4. Animal Collective – Centipede Hz

Centipede Hz was put in a difficult position by being the “official follow-up” to an album whose popularity Animal Collective could never hope to match, Merriweather Post Pavilion. Wisely, instead of trying to meet those unrealistic expectations, AC did what they do best and ploughed their own wild furrow. Centipede Hz took conceptual influence from abstracted, imaginary intergalactic radio stations and the Cantina Band from The Return of the Jedi (well, supposedly) and created an overstuffed, chaotic and complicated record that pretty much only Animal Collective could have made. In more concrete terms, it was fuelled by a love of European prog-rock, Silver Apples, MPB and the situation of four old friends writing music together in their hometown of Baltimore again.

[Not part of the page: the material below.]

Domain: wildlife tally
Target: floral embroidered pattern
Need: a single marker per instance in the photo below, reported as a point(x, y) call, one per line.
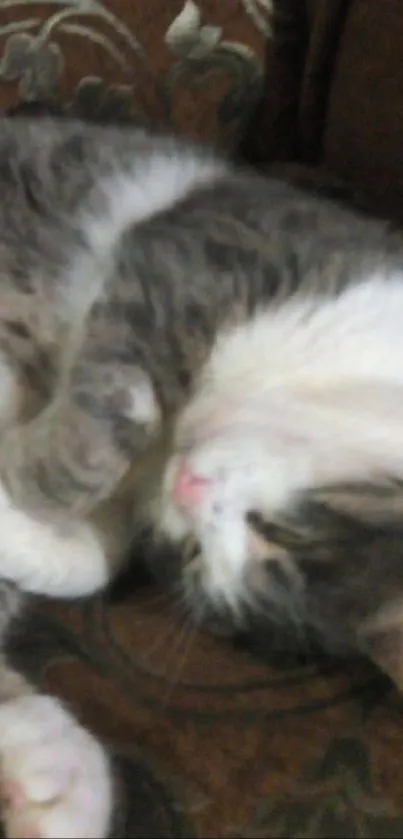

At times heavy going but at times sublime, Centipede Hz especially took life when presented live at Vicar Street last November.

3. Kendrick Lamar – good kid, m.A.A.d city

Kendrick was what they call a safe bet. Having reached a huge audience with a pre-album mixtape, clicked with both the post-Odd Future Tumblr rap crowd and the ‘hip hop is dead’ lifers and exploded into general consciousness with the age-old, fail-safe method of carrying Dr. Dre on one of the year’s best songs, never mind debut singles, The Recipe. good kid, m.A.A.d city, or Good Kid, Mad City if you prefer, is a phenomenally ambitious record that weaves its concept — an innately nice guy trying to navigate the scyllas and charybdises of alcohol, gangs, sex, theft and violence that Compton throws up — imperceptibly into songs that would, and do, stand on their own if you split them out for radio. It’s a landmark in rap music, showing ‘ignorant’ and ‘conscious’ as a false dichotomy and staying uncompromising while still hooking the casual fan.

2. Grizzly Bear – Shields

There are certain unspoken musical variables that, when the timing is right, bind together to form a record that is truly special. Grizzly Bear took a well-wanted 6-month hiatus following relentless touring of 2009’s Veckatimest – an album that had more than just a few touches of mastery. Shields sees Grizzly Bear reach these noteworthy heights with a rawness and passionate energy that was missing on previous offerings. The songs are direct and in your face, the production is crisp and the delivery is full and cohesive. This is a band who are not afraid to push their creative boundaries and as a result find themselves at the top of their game.